At the Second Special Meeting on Irregular Migration in the region in Bangkok today, Ambassador Swing pledged IOM’s continued support to the five affected countries – Bangladesh, Indonesia, Malaysia, Myanmar and Thailand – but cautioned that migrant-friendly policies were essential.
Migration is inevitable, necessary, and – if well managed – highly desirable, he stressed. Measures such as short-term visas, temporary refuge, protection strategies, seasonal work visas and more should be in place to underpin the top priorities of humane reception and lifesaving measures for vulnerable migrants.
“Bad policies are unintentionally subsidizing the smugglers,” he told an audience of diplomats, government representatives and international organizations. “We need to reduce the drivers of desperation, because it is scandalous that we are losing 5,000 migrants globally every year. It doesn’t have to be like this.”
Ambassador Swing welcomed regional moves that had been made to manage migration since last May’s crisis but noted that the numbers were relatively small: at the height of the crisis some 8,000 people were stranded at sea in a region with an overall population of 350 million.
Noting the global migration and refugee crisis, DG Swing noted that countries like Lebanon, Ethiopia, Kenya and Sudan each host hundreds of thousands of refugees. “We have to remember that IOM was founded to bring millions of refugees in Europe at the end of the Second World War to safer shores. We must not develop refugee amnesia.”
Moving forward, governments in the region must improve access to vulnerable populations, he stressed. “If you give us full access we can often help you to understand the needs.”
Earlier, Thai Foreign Minister Don Pramudwinai quoted Ambassador Swing’s memorable remark at the first Special Meeting in May 2015: “Migration is not a problem to be solved, but a phenomenon to be managed.”

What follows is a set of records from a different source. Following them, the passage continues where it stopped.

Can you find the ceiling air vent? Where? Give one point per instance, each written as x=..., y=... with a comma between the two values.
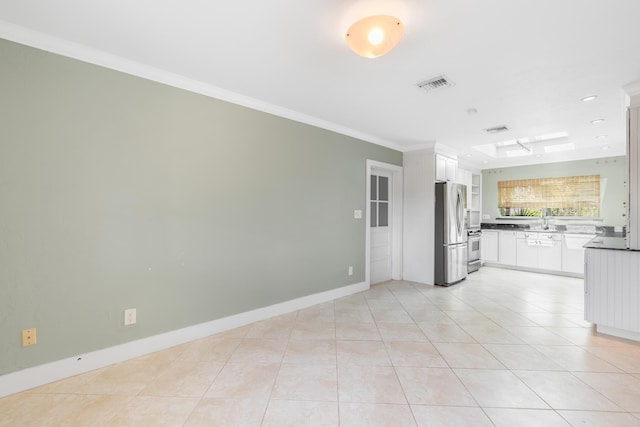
x=434, y=83
x=497, y=129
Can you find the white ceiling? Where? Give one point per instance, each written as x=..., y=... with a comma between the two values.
x=524, y=64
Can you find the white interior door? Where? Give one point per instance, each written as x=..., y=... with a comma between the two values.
x=381, y=223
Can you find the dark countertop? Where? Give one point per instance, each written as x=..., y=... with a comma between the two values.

Other speakers at the conference included UNHCR, the UN Office on Drugs and Crime, the European Union, the ASEAN Secretariat, and the Indonesian, Australian, Thai, Malaysian, Myanmar and Bangladeshi governments. Responding to a request from the organizers, IOM gave a brief presentation on the role of information campaigns in ensuring safe migration, tacking smuggling, and reducing irregular migrant flows.